Not surprisingly, I never heard back from him.

CHOICE

CHOICE

     She woke up after only a few hours, feeling refreshed and peaceful for the first moments before she remembered…and that put the ache back in her chest. Wanting to comfort herself, she lay back and smoothed her hair over the pillow, then held a mirror over her head—which pulled the skin taut around her cheeks, accentuating her cheekbones—and dabbed her mouth with pale pink lipstick, her lashes with mascara.

     Sometime later she thought she heard a knock. At the window she saw Terry below, holding a pot. It couldn’t have been more than 8:00 a.m. “Wait!” she called, and, still in her silky white nightgown, she ran down the steps. He knocked a second time.

     “I just wanted to return this…and the money I owe you,” he said. “I’ve written a note.”

     She took the pot in one hand and glanced at the scrap of paper, scanning the words out loud. “I’m sorry it didn’t work out,” it said, “but it would have ended the same, anyway—with me leaving on a jet this morning.”

     “I have to go,” he stammered. “I have someone waiting to take me to the airport.” He was embarrassed by her reading the note in front of him, she realized.

     “I’m sorry too.” She reached out and touched his shirt, staring at his button for a long moment—wondering what more she should say—before looking into his eyes. He stammered another apology and gave her a fumbled kiss on the cheek. “I have to go,” he repeated. “Maybe you want to give me your address…”

     The following morning she washed her sheets and hung them out on the balcony to dry, swept and tidied her room. She chatted with John Michel briefly, and before she left for the post office, she found a note on the stairs. It said, “I think you go—a kiss, Jean Michel.”

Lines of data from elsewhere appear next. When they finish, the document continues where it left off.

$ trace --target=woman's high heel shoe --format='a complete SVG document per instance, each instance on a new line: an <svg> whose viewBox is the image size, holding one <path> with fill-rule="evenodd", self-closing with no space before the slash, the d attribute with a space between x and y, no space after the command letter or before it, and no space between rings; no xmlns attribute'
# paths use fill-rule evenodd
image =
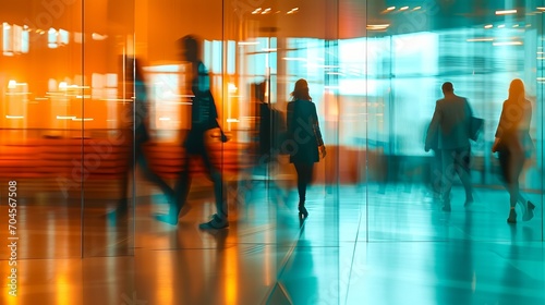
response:
<svg viewBox="0 0 545 305"><path fill-rule="evenodd" d="M535 205L529 200L526 203L526 210L524 211L524 215L522 216L522 221L529 221L530 219L534 218L534 209L535 209Z"/></svg>
<svg viewBox="0 0 545 305"><path fill-rule="evenodd" d="M517 212L514 211L514 208L511 208L511 210L509 211L507 223L517 223Z"/></svg>
<svg viewBox="0 0 545 305"><path fill-rule="evenodd" d="M308 217L308 211L306 210L305 206L299 206L299 217L301 218Z"/></svg>

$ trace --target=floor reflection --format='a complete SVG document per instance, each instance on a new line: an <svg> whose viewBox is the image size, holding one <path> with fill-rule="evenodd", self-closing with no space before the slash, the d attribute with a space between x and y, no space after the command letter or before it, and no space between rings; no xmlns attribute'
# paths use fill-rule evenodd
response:
<svg viewBox="0 0 545 305"><path fill-rule="evenodd" d="M114 221L106 216L113 202L89 200L83 222L77 203L28 202L20 211L19 295L8 294L2 276L0 303L545 302L541 206L531 222L509 225L502 191L479 190L473 206L452 202L446 215L424 188L391 187L382 194L368 185L362 199L359 187L337 195L314 186L303 227L295 204L255 187L221 231L197 228L214 211L206 192L192 194L178 227L153 219L167 208L158 195L140 197L129 218ZM5 223L4 206L0 212ZM9 253L0 254L8 274Z"/></svg>

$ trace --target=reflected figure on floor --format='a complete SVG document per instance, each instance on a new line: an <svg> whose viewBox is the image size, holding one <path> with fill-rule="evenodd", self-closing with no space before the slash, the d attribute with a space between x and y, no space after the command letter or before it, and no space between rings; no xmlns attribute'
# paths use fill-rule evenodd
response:
<svg viewBox="0 0 545 305"><path fill-rule="evenodd" d="M118 215L126 213L129 183L131 181L130 172L133 172L136 166L140 166L144 178L161 188L169 203L174 197L172 188L149 168L148 159L144 152L144 146L149 142L150 136L148 131L148 94L141 60L125 58L124 70L128 85L126 93L134 99L130 111L128 111L129 115L126 115L130 118L126 119L134 130L131 129L131 134L128 136L128 138L133 139L133 147L129 149L129 168L122 179L121 192L123 193L116 209Z"/></svg>
<svg viewBox="0 0 545 305"><path fill-rule="evenodd" d="M158 215L156 218L170 224L178 224L178 218L182 208L186 204L191 187L190 163L192 159L201 158L207 171L208 178L214 182L214 196L216 202L216 213L211 220L199 225L201 229L223 229L229 227L227 200L223 192L223 181L221 171L216 168L211 161L211 151L207 142L210 138L210 132L220 131L221 142L227 142L218 123L218 110L210 91L210 76L208 70L201 60L202 41L187 35L178 40L181 48L181 57L184 61L191 63L191 88L193 91L191 109L191 130L189 131L183 146L185 148L185 158L182 166L180 178L178 179L174 193L175 204L170 205L168 215Z"/></svg>
<svg viewBox="0 0 545 305"><path fill-rule="evenodd" d="M496 139L492 147L493 152L498 152L499 166L506 188L509 192L509 218L507 222L517 222L517 203L523 212L522 220L533 218L535 206L526 200L519 188L519 178L525 160L532 154L532 139L530 137L530 121L532 119L532 103L525 98L524 83L516 78L509 86L509 95L504 101Z"/></svg>
<svg viewBox="0 0 545 305"><path fill-rule="evenodd" d="M473 203L473 190L470 176L470 124L473 111L468 99L455 94L452 83L441 86L444 98L437 100L434 117L426 135L425 150L429 151L437 137L437 147L441 150L443 210L450 211L450 191L458 173L465 190L465 204Z"/></svg>
<svg viewBox="0 0 545 305"><path fill-rule="evenodd" d="M299 216L306 218L306 187L312 181L314 163L326 157L326 147L319 130L316 106L310 96L308 83L301 78L295 82L288 102L288 141L292 144L290 162L298 173Z"/></svg>

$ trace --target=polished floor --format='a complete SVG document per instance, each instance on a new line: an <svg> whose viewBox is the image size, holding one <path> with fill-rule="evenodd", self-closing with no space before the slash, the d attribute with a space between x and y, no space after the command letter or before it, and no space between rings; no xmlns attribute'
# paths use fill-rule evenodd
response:
<svg viewBox="0 0 545 305"><path fill-rule="evenodd" d="M230 228L207 232L201 184L178 227L153 219L160 195L140 196L128 220L88 200L83 221L78 200L21 198L17 295L3 246L0 303L545 304L541 194L529 195L534 219L509 225L501 190L477 188L463 207L455 188L446 213L420 185L316 185L301 223L294 190L251 183L230 188Z"/></svg>

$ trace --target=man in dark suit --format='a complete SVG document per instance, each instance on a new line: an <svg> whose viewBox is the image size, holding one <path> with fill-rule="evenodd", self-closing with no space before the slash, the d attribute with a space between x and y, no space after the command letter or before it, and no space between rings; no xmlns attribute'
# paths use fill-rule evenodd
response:
<svg viewBox="0 0 545 305"><path fill-rule="evenodd" d="M473 203L470 176L470 124L473 111L464 97L457 96L452 83L441 86L445 97L437 100L434 117L427 131L425 150L432 148L435 138L443 159L443 210L450 211L450 190L455 172L465 188L465 206Z"/></svg>

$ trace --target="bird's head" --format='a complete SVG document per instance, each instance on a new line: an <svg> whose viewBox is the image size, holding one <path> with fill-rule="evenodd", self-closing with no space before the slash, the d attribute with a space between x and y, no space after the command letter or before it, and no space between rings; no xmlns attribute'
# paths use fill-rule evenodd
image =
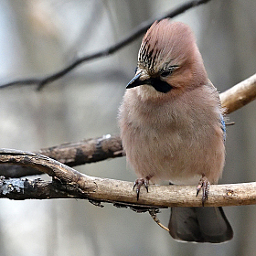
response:
<svg viewBox="0 0 256 256"><path fill-rule="evenodd" d="M140 86L147 95L179 94L206 84L207 72L194 34L181 22L155 21L144 35L134 78L126 88Z"/></svg>

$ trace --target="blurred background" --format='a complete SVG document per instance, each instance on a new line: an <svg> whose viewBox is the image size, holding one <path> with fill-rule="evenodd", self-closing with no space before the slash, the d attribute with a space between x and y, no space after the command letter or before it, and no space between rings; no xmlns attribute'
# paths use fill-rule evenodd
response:
<svg viewBox="0 0 256 256"><path fill-rule="evenodd" d="M51 74L185 2L0 1L0 83ZM219 91L255 73L255 10L254 0L212 0L175 18L195 31L209 79ZM37 151L118 134L117 110L133 78L141 39L80 66L41 91L35 86L1 90L0 147ZM220 183L256 179L255 107L256 101L229 115L236 124L228 127ZM125 157L76 169L94 176L135 179ZM148 214L104 205L100 208L86 200L1 199L0 256L255 255L255 206L225 208L234 238L212 245L176 242ZM169 209L158 217L167 225Z"/></svg>

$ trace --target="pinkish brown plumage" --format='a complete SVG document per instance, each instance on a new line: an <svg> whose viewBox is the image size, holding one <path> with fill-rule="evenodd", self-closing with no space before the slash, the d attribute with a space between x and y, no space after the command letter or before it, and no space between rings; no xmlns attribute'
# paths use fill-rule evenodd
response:
<svg viewBox="0 0 256 256"><path fill-rule="evenodd" d="M189 27L168 19L155 22L143 38L135 77L127 88L119 124L127 160L139 176L138 193L149 180L197 185L203 177L207 199L208 182L217 183L223 170L225 129L218 91ZM231 239L221 208L185 209L172 211L169 227L175 239ZM217 220L209 225L207 215Z"/></svg>

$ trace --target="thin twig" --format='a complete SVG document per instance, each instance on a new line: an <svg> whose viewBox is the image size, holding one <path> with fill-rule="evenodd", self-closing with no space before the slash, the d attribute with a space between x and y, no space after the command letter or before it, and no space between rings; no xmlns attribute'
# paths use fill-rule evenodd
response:
<svg viewBox="0 0 256 256"><path fill-rule="evenodd" d="M189 1L187 3L185 3L178 7L176 7L174 10L171 10L167 13L162 14L160 16L157 16L154 18L150 18L143 23L141 23L137 27L135 27L130 35L128 35L123 39L120 40L119 42L113 44L111 47L108 47L107 48L103 50L100 50L98 52L88 54L86 56L83 56L81 58L77 59L73 63L70 65L65 67L64 69L43 78L34 78L34 79L26 79L26 80L14 80L8 83L5 83L0 85L1 88L6 88L9 86L14 85L37 85L37 90L41 90L46 84L50 83L63 76L65 76L67 73L73 70L75 68L77 68L79 65L90 61L91 59L99 59L101 57L106 57L111 54L113 54L114 52L118 51L122 48L127 46L129 43L133 42L134 39L136 39L138 37L143 35L149 27L155 21L160 20L165 17L174 17L176 16L178 16L195 6L200 5L202 4L206 4L209 2L210 0L197 0L197 1Z"/></svg>

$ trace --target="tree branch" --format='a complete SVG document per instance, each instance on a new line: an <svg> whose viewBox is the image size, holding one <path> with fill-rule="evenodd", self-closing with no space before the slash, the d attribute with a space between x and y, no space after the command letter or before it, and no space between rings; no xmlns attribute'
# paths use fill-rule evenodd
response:
<svg viewBox="0 0 256 256"><path fill-rule="evenodd" d="M227 113L230 113L248 104L256 98L256 74L220 93L219 96L221 104L226 109ZM110 134L96 139L67 143L41 149L38 153L69 166L99 162L123 155L120 137L111 136ZM21 177L39 174L41 172L33 167L0 165L0 176L5 177Z"/></svg>
<svg viewBox="0 0 256 256"><path fill-rule="evenodd" d="M47 173L54 182L0 179L0 197L12 199L76 197L91 201L111 202L119 206L146 208L200 207L193 186L154 186L149 192L141 190L137 201L133 184L83 175L53 159L19 150L0 150L0 163L33 166ZM55 184L54 184L55 183ZM28 193L27 193L28 191ZM240 206L256 203L256 182L211 185L206 206Z"/></svg>
<svg viewBox="0 0 256 256"><path fill-rule="evenodd" d="M88 54L85 55L81 58L77 59L73 63L71 63L70 65L65 67L64 69L51 74L48 76L46 76L44 78L35 78L35 79L25 79L25 80L14 80L8 83L5 83L0 85L0 89L1 88L5 88L5 87L9 87L9 86L17 86L17 85L37 85L37 90L41 90L46 84L50 83L63 76L65 76L67 73L70 72L71 70L73 70L75 68L77 68L78 66L80 66L80 64L95 59L99 59L101 57L106 57L109 56L111 54L115 53L116 51L118 51L119 49L121 49L122 48L127 46L128 44L130 44L131 42L133 42L134 39L136 39L138 37L140 37L141 35L143 35L144 33L145 33L145 31L151 27L151 25L157 19L163 19L165 17L174 17L176 16L178 16L195 6L200 5L202 4L206 4L208 2L209 2L210 0L194 0L194 1L189 1L187 3L185 3L181 5L179 5L178 7L176 7L174 10L171 10L167 13L162 14L160 16L157 16L154 18L150 18L143 23L141 23L137 27L135 27L130 35L128 35L126 37L124 37L123 39L120 40L119 42L113 44L112 46L108 47L107 48L103 49L103 50L100 50L98 52L92 53L92 54Z"/></svg>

     She went to the post office to find out what time the bus for Figueras left, then carried her suitcase out to the road and waited with the other passengers. That night on a train to Madrid she stood in the crammed, cramped corridor; all the other loiterers were men. She opened the window and leaned out, the wind whipping her hair across her eyes and open mouth, and she felt free, freer than she had in a very long time—because she’d finally made her choice. She was going home to California, where she would make her life.

DEFECTIVE

DEFECTIVE

     Jean Michel was smoking in the living room when she arrived, and drinking brandy. “There’s a good idea,” she said and helped herself to a glassful, though she hated the stuff.

     “What’s wrong?” Jean Michel asked.

     “I got stood up,” she said, feeling foolishly like she was going to cry.

     “By the actor?” She nodded, feeling a tear get away from her.

     “So what are you so upset about?” he asked with amusement. “You hardly know him.”

     She left after that, walked down to Dr. John’s and found him making a curry supper. They sat in his front yard at his splintered table and drank wine until they were both quite drunk, then went down to the discotheque to listen to the band. She stood in the front row of a crush of onlookers in the tiny bar, swaying and clapping, amazed at how much better she felt. Liquor really does work, she marveled. When the place finally closed she went home, a couple of hours before dawn.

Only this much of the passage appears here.